Storytellers have always felt a need to liven up their stories and as they
passed them from generation to generation, the stories continued to grow.
Everyone knows what heroism is, but describing it can be difficult. Gallantry,
valor, bravery, and courage are all traits normally associated with heroism. For
the people who risk or sacrifice their own lives in an acts of selflessness,
these words are accurate in describing heroism. Few would dispute that a person
who pulls another from a burning flipped-over car ready to explode does show
heroism. The news media is always looking for acts of heroism as they make for
captivating news. Just recently, a fourth grade boy grabbed the wheel of a
school bus after it was involved in an accident.
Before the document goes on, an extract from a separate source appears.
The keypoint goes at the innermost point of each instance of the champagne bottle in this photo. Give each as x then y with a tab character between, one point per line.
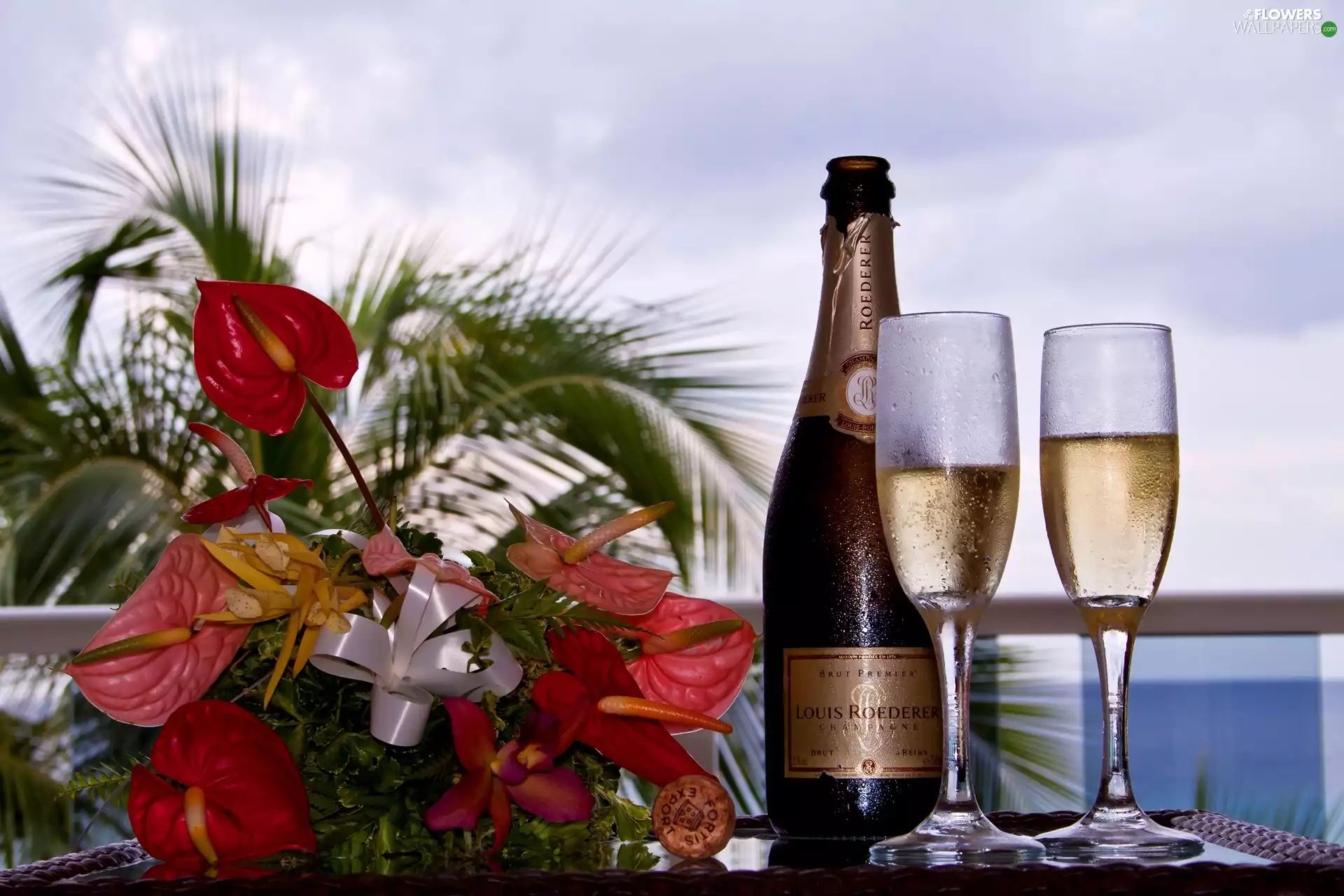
853	711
This boy may have saved the
lives of the children loaded on the school bus by preventing the bus from
careening out of control. Because of the unusual circumstances of this incident,
the media rightly focused on this child as a hero. Many other forms of heroism
do not fit this very succinct definition. The school teacher who has the rare
ability to turn students around and prevent them from throwing their lives away
is one example. Another example is the counselor who spends extra time and
transforms a drug addict into a useful person in society. The doctor, who has
the courage to stand up and yell child abuse when others are silent, is another
case. The people in these three examples all have one thing in common; they may
have saved a person’s life. The student who does not study and turns to crime,
the drug addict who overdoses on drugs, the child that is delivered to a new
caring home, all had their lives saved by one of these unsung heroes. Many would
argue that these heroes do this as part of their job and this is what they are
supposed to do. None of these saved lives would have happened without these
professionals showing heroism every day. It takes commitment, gallantry, courage
and sometimes bravery to step up and go a little further than normal. When
someone pulls a child from a burning house that person is called a hero. What
about the person who, rather than running into the house, runs to a telephone
and calls the fire department who, in turn, rescues everybody? Is this person
not a hero? If this person had not had the common sense to call the fire
department and rushed in instead, the results might have been different and
lives may have been lost. Sometimes being a hero does not involve risking one’s
own life, but not risking the lives of others. Many consider and call sport
superstars heroes. Does passing for a touchdown in the Super Bowl, hitting a
game winning home run, or making the winning shot in the NCAA tournament, make
someone a hero? Did they risk their own lives in helping others? Did they save
someone’s life from ruin? There may be several other terms to call these
superstars, but to call them heroes or to describe their actions as showing
heroism is ridiculous. They may do other deeds away from the sport that could
earn them this distinction, but on the playing field it is hard to imagine them
rising to the level of a hero. Heroism is shown in many varied situations. The
person who can make a split second decision to save someone is no doubt heroic.
What does this say about the person who has time to decide a course of action
and willingly helps someone? These types of heroes, the dedicated teacher,
foster parents, counselors and a myriad of other examples, may show the most
heroism of all by choosing to save a life. It is shameful that we do not
recognize these people more often and have these stories told by the media and
peers. They may be the greatest heroes of all.